I ricercatori si sono poi rivolti a un grande modello linguistico, un tipo di intelligenza artificiale capace di comprendere il significato più ampio e il contesto di una frase, piuttosto che limitarsi a individuare parole isolate. Hanno chiesto all'IA di leggere ogni storia e di valutarla su quattro dimensioni specifiche dell'esperienza mistica: un senso di unione con tutto, la sensazione di acquisire una profonda intuizione o verità, la sensazione di atemporalità e un senso di sacralità. L'IA ha inoltre valutato il tono emotivo generale. I risultati sono stati sorprendentemente diversi rispetto al metodo del conteggio delle parole. Inveve della curva a forma di U, le valutazioni dell'IA per tutte e quattro le dimensioni mistiche aumentavano in modo costante e regolare all'aumentare dell'intensità riportata dell'esperienza. Le storie più intense ricevevano i punteggi più alti per unità, intuizione, atemporalità e sacralità. Ciò suggerisce che, mentre il semplice contatore di parole potrebbe essere bravo a individuare la presenza di un vocabolario mistico, fatica a misurare quanto sia forte l'esperienza stessa. L'IA, comprendendo l'intero contesto della narrazione, sembrava catturare una relazione più diretta tra l'intensità del viaggio e la profondità del sentimento mistico.

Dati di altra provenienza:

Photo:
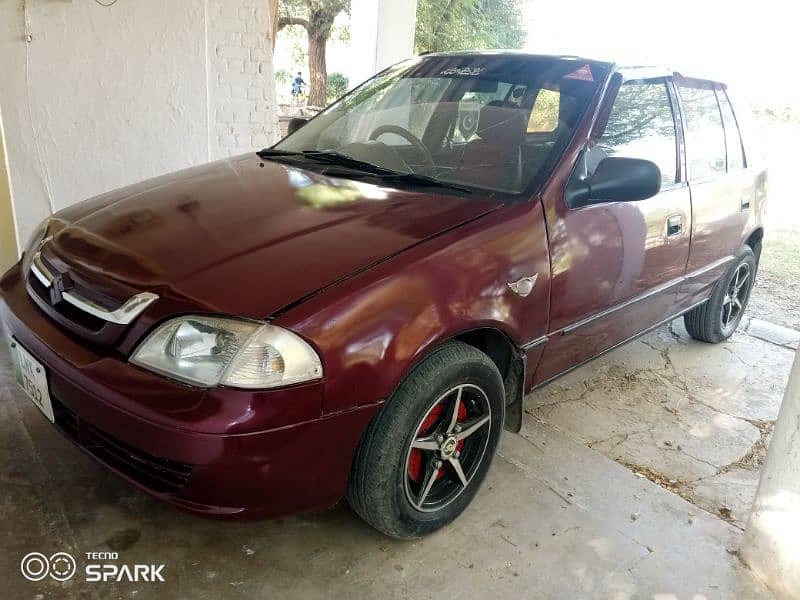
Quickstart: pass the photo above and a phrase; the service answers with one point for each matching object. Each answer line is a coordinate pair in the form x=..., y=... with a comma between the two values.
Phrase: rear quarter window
x=705, y=136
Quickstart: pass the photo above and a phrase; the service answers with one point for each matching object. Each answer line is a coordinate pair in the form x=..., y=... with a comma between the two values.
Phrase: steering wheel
x=406, y=135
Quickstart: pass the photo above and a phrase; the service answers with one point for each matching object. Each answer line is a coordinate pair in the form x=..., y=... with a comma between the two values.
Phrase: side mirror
x=616, y=179
x=295, y=123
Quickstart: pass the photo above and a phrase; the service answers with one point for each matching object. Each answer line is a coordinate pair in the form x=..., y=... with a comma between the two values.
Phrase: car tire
x=716, y=320
x=407, y=491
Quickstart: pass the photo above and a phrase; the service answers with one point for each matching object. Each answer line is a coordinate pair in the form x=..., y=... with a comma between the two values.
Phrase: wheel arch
x=510, y=361
x=754, y=241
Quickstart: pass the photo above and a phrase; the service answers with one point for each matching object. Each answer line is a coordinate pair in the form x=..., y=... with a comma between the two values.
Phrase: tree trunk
x=272, y=12
x=318, y=70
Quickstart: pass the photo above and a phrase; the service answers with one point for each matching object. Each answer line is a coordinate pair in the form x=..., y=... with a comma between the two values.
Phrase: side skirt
x=617, y=345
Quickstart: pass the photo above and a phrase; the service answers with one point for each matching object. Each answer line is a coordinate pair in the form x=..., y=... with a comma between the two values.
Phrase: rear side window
x=705, y=137
x=641, y=126
x=733, y=140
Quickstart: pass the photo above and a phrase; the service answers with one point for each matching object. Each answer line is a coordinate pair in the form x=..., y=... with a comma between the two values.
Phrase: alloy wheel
x=448, y=446
x=735, y=297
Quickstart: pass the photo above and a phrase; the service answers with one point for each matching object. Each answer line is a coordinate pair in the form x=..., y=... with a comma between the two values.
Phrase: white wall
x=103, y=97
x=381, y=34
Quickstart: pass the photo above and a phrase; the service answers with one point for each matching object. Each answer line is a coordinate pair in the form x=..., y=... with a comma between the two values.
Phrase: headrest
x=501, y=122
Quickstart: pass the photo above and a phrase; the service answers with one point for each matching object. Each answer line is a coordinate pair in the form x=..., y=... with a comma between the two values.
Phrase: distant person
x=297, y=86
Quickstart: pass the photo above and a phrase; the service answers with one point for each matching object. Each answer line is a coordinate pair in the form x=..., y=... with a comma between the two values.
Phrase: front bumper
x=210, y=452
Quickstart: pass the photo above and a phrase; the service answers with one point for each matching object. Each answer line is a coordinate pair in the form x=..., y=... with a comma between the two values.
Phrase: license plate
x=31, y=377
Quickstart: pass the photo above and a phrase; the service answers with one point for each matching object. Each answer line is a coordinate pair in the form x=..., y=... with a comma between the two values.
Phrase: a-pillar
x=771, y=544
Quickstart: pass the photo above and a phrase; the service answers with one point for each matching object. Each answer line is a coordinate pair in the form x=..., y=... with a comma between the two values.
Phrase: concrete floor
x=560, y=515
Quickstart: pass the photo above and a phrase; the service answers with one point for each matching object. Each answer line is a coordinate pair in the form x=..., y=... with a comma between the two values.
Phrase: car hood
x=248, y=237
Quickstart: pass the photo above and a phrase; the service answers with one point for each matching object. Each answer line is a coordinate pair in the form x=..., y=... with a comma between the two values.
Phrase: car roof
x=628, y=72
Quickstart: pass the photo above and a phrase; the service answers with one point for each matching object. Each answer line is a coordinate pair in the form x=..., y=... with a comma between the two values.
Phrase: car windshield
x=488, y=122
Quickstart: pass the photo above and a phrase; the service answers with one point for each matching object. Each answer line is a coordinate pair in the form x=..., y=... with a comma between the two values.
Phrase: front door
x=617, y=266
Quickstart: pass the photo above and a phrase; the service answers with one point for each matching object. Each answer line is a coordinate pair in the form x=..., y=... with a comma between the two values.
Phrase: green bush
x=337, y=87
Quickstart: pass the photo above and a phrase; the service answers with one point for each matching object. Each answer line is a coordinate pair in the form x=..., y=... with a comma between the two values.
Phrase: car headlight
x=208, y=351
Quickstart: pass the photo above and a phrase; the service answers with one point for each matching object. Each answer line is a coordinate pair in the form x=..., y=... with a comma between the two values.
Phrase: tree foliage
x=469, y=24
x=316, y=17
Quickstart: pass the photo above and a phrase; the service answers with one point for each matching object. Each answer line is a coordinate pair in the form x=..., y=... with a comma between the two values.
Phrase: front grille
x=157, y=474
x=84, y=320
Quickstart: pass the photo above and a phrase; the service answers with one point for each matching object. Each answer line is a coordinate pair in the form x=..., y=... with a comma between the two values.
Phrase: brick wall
x=242, y=104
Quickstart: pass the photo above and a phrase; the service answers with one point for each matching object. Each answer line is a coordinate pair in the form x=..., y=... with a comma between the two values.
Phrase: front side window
x=641, y=125
x=705, y=137
x=492, y=122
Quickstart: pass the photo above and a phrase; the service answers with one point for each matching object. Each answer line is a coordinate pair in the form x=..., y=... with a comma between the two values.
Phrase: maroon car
x=360, y=310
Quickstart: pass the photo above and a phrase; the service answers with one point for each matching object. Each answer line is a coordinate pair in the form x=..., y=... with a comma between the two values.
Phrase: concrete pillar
x=8, y=231
x=771, y=544
x=381, y=34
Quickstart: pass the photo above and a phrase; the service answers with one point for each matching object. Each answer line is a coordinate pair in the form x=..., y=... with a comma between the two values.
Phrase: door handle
x=674, y=225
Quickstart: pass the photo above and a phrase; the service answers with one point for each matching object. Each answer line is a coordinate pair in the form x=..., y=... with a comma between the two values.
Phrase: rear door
x=722, y=190
x=617, y=266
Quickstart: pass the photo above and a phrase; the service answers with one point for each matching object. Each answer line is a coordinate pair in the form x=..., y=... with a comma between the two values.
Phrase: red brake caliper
x=415, y=461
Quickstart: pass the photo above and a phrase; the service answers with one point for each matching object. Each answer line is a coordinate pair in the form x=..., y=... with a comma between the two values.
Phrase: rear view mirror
x=616, y=179
x=483, y=86
x=295, y=123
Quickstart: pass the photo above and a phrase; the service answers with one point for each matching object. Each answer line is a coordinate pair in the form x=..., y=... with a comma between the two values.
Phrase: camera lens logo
x=35, y=566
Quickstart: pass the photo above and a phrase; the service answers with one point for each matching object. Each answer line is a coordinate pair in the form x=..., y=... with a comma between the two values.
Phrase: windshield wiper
x=424, y=180
x=270, y=152
x=384, y=174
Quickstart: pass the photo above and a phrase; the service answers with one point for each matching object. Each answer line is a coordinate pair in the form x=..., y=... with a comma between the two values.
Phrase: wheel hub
x=448, y=447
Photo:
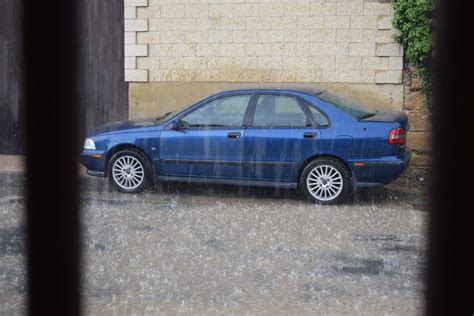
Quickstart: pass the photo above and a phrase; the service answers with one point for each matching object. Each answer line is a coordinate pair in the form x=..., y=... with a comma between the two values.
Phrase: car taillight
x=397, y=136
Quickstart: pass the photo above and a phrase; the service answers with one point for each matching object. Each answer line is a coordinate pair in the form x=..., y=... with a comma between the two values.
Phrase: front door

Lo studio ha anche esaminato come l'IA gestisse l'aspetto emotivo di queste esperienze. La valutazione dell'IA sul tono emotivo concordava bene con i risultati degli strumenti tradizionali di conteggio delle parole, mostrando che la scrittura diventava meno positiva e più mista all'aumentare dell'intensità. Questo è in linea con quanto noto dalla ricerca clinica: dosi più elevate di psichedelici possono portare a effetti più profondi, ma comportano anche un rischio maggiore di momenti difficili o impegnativi. La capacità dell'IA di rilevare questo cambiamento di tono, pur riconoscendo simultaneamente l'aumento della profondità mistica, suggerisce che essa possa contenere due verità complesse contemporaneamente. I ricercatori hanno verificato l'affidabilità del metodo dell'IA sottoponendo le stesse storie a otto diversi modelli linguistici di grandi dimensioni. I modelli concordavano tra loro in alto grado, suggerendo che i risultati fossero stabili e non solo un caso fortuito di un programma specifico.

In definitiva, lo studio non sostiene che l'intelligenza artificiale sia perfetta o che abbia risolto il mistero della coscienza umana. I ricercatori sottolineano con cautela che i punteggi dell'IA devono ancora essere confrontati con le valutazioni degli esperti umani per essere pienamente validati. Tuttavia, i risultati offrono un potente nuovo strumento per comprendere l'esperienza psichedelica. Essi dimostrano che il modo in cui analizziamo il testo può cambiare ciò che vediamo. Un semplice conteggio di parole potrebbe non vedere la foresta per gli alberi, fallendo nel vedere che le esperienze più intense sono anche le più mistiche. Utilizzando un metodo che legge il significato piuttosto che contare, i ricercatori possono ora osservare migliaia di storie naturali e vedere un quadro più chiaro di come la mente umana si trasformi sotto l'influenza di queste sostanze. Questo approccio apre la porta allo studio del mondo soggettivo degli stati alterati su una scala precedentemente impossibile, utilizzando le stesse parole che le persone usano per descrivere i propri viaggi.